Data Science Bakeoff

Capital One recently hosted the excellent Data Intelligence conference in northern Virginia. As a data scientist working in infosec, it was great to meet so many new people and old friends who were all interested in applying machine learning to diverse fields. I presented an overview of our early research into malware classification titled “Which Model Came Hot and Fresh Out the Kitchen in our Malware Classifier Bake Off?”. We had previously documented this research in our technical blog, which detailed in depth our path toward choosing a machine learning model to use for our endpoint malware classifier, and providing tips for others as they evaluate machine learning models. The results of the bake off gave us a great foundation for building what eventually became MalwareScoreTM. In this talk, I added additional context about data science in security in general, the benefits and drawbacks of running a model bake off, and more information about our conclusions.

In our bake off, the Endgame data science team evaluated many machine learning models to see how well they could power a malware detection capability on customer endpoints. We not only focused on classification performance, but also model size and query time execution to fit within tight memory and CPU constraints. Our data science team members brought their expertise in many models to this bake off, including nearest neighbors, decision tree based models, and even a deep learning model.

In addition, this project allowed our data science team to share knowledge and insights. Having used a Support Vector Machine (SVM) with a Radial Basis Function kernel many years ago to find neutrinos from other galaxies during my graduate research, I thought I knew everything there was to know about them. But during this project, I learned that it’s best to train SVMs differently when your feature count is as high as it was here (>2000 features). This is just one example of how our data science team gained additional knowledge throughout the bake off process, and as a result expanded our own skillsets.

After my talk, most questions focused on the many things we could have done to continue to improve the performance of the models across the board. I had to laugh at some point where my answer was going to once again be “no, we didn’t try that” and explain that at some point the purpose of the bake off had been accomplished. Once we’ve learned from each other and seen some early performance results, it was important for the team to decide on a model and iterate on delivering an actual product. In our case, it was clear that gradient boosted decision trees offered the best combination of detection, size, and performance.  A lot of the audience’s suggestions (identifying problem executables and improving on them, searching for better features, Bayesian hyperparameter optimization) are techniques we have since used to improve and optimize MalwareScoreTM performance, something we do on a nearly continual basis.  

If you’re considering using machine learning to solve a problem at your company or organization, a bake off is a great way to determine which direction you should take or challenge existing assumptions about the best path.  As you design a bake off, make sure to clearly define what you hope to learn from it. Machine learning can be applied to many different domains, and so an unexpected model could be appropriate for your problem area. At the same time, focusing too many resources on a bake off could distract your team from all the other task required before shipping a data product.
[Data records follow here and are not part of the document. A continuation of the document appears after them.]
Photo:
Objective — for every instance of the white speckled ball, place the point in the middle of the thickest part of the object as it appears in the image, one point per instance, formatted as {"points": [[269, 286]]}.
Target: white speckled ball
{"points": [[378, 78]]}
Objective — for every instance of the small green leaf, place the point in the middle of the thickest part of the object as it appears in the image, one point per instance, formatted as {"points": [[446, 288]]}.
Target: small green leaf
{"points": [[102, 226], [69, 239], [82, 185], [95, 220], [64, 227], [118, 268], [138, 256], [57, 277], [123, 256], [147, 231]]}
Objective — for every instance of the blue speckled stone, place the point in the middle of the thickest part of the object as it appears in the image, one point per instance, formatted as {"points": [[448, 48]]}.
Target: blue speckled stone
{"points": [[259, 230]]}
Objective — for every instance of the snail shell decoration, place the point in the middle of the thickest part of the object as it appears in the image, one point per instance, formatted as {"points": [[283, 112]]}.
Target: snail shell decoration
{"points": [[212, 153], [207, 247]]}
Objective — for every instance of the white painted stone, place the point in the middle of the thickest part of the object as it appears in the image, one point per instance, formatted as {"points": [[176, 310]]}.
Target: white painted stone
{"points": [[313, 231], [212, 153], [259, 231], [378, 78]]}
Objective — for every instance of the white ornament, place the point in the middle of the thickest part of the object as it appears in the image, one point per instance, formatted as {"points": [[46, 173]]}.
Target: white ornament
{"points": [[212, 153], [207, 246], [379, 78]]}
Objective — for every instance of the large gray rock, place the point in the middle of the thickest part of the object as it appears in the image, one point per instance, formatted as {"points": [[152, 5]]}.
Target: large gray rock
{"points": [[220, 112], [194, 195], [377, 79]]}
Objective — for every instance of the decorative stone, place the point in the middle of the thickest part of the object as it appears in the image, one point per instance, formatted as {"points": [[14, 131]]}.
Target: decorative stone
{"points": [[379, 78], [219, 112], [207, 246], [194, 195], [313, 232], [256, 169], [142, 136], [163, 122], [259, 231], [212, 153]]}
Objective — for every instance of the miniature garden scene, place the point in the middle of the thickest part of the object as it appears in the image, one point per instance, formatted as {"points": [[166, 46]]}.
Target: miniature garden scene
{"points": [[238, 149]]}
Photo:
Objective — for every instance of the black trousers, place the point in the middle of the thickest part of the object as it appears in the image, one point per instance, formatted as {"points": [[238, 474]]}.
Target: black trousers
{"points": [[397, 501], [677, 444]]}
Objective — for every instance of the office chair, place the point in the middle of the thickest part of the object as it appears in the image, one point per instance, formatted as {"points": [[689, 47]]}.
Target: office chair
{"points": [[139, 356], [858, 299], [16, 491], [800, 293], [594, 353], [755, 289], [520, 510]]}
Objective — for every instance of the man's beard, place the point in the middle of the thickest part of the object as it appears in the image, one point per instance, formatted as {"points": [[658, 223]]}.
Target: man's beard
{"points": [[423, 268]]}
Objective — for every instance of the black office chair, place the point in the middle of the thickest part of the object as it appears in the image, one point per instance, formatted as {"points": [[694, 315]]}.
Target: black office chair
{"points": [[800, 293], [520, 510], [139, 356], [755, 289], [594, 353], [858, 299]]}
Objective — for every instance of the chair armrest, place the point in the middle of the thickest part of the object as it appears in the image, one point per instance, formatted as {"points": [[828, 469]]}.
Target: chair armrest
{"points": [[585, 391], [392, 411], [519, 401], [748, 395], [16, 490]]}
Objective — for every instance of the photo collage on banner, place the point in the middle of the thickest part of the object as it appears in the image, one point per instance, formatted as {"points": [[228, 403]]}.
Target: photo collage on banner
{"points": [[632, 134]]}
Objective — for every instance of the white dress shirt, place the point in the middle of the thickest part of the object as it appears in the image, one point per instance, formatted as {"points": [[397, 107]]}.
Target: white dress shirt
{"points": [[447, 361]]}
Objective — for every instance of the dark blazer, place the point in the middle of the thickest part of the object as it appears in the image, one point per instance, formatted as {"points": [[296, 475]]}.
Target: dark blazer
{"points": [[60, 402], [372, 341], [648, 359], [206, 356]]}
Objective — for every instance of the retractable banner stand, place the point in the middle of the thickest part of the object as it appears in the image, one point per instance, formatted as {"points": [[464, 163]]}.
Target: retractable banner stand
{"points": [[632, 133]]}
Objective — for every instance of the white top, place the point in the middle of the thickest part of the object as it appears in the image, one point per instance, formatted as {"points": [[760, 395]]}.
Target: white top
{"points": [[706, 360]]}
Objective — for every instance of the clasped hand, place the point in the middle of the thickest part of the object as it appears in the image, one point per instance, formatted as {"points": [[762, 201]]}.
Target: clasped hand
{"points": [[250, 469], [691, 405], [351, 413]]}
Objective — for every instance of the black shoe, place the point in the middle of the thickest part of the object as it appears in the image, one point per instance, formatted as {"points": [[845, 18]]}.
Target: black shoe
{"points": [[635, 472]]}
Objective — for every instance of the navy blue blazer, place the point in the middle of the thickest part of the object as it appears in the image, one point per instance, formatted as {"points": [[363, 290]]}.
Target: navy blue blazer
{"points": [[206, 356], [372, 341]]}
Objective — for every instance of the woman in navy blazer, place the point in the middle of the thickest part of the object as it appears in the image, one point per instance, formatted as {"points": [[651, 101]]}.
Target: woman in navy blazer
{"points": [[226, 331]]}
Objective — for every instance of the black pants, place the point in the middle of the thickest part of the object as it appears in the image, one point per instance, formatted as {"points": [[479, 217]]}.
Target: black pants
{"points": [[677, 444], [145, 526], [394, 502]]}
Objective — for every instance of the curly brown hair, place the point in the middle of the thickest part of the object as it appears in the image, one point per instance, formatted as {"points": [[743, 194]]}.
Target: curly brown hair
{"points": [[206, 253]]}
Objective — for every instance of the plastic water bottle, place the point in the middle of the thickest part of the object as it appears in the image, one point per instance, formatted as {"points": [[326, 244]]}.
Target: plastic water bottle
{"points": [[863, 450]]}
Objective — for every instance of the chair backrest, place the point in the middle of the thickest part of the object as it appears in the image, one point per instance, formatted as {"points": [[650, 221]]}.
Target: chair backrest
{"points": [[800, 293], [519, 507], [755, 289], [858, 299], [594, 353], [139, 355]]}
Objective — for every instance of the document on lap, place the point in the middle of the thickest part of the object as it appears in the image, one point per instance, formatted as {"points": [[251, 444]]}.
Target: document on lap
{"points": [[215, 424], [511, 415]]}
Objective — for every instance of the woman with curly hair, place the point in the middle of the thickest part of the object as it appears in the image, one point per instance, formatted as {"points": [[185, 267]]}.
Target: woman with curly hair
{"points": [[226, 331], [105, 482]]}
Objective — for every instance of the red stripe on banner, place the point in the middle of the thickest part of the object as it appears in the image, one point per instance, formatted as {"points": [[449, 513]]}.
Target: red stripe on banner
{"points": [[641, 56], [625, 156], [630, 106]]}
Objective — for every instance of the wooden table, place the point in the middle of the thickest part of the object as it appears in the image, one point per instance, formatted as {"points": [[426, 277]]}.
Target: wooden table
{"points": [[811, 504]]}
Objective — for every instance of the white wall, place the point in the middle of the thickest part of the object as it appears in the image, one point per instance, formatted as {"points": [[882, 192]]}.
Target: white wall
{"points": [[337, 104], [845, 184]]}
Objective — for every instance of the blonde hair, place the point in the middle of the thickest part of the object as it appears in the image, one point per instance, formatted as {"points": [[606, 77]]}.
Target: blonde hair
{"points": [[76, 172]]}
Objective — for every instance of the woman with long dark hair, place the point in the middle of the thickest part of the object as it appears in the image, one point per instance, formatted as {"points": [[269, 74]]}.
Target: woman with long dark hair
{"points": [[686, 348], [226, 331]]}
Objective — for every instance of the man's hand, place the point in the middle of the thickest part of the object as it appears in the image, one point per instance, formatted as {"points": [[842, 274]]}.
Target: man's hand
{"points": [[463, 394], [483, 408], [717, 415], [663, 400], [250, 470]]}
By defining what questions you need answered from a bake off, you can reduce the chances of it becoming too large of a project.

In the process of recalling our earlier work in order to build this talk, I was reminded how this bake off really served as the ignition for our efforts towards building MalwareScoreTM. We may remix the effort in the coming months to include what our team has learned about training deep learning architectures and will share results if and when they’re available.